The county started installing speed cameras in 2007, with the objective of reducing speed and preventing casualties. Here is the result as reported by the CDC.

It’s hard to conclude much from this graph. Are the speed cameras reducing the death rate per 100,000 residents? Maybe not, so the cameras are only a revenue-generating mechanism. Maybe yes, as the death rate may have been worse without the cameras.

The Safe Streets Act of 2023 is the council’s latest effort to reduce fatalities, and it outlines measures that will hopefully mitigate the scourge.

  • Require an infrastructure review for pedestrian-related collisions within a school zone.
  • Prohibit right turns on red lights at certain intersections.
  • Require traffic control devices at crosswalks in the downtown and town center areas.
  • Require the County Executive to provide an automated traffic enforcement plan.

I’ve read some of the detail in this act, and it looks like a lot of micro-control and macro-spending that won’t really address the problem. Hopefully I’m wrong, and time will tell.

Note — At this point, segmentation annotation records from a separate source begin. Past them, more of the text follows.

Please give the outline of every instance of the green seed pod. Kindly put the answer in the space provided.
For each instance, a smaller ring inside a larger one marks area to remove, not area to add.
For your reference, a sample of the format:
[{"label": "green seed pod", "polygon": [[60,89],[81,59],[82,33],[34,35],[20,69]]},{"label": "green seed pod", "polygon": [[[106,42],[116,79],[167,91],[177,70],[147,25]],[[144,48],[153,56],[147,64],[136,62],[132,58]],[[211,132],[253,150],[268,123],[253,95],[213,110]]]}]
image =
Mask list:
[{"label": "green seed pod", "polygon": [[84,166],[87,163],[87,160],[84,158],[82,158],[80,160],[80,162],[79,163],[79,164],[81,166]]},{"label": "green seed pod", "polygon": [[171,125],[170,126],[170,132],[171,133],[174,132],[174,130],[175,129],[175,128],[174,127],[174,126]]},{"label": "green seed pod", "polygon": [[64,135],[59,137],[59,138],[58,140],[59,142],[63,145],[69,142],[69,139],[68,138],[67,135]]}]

There are other measures the county can adopt. One of them is denying cyclists the illusion that they have a right-of-way just because a sign tells them they do. Many of us are familiar with this deceptive sign at the north end of 16th Street.

Signs such as this are possibly encouraging cyclists to place themselves in extremely dangerous situations (although, I’ve never seen a cyclist in this lane of traffic).

Maybe there is nothing we can do about traffic fatalities, and six deaths per 100,000 residents is the best humans can do. As with our many other technological miracles, the vehicles and streets we all so desire come with a painful price that a few people must pay.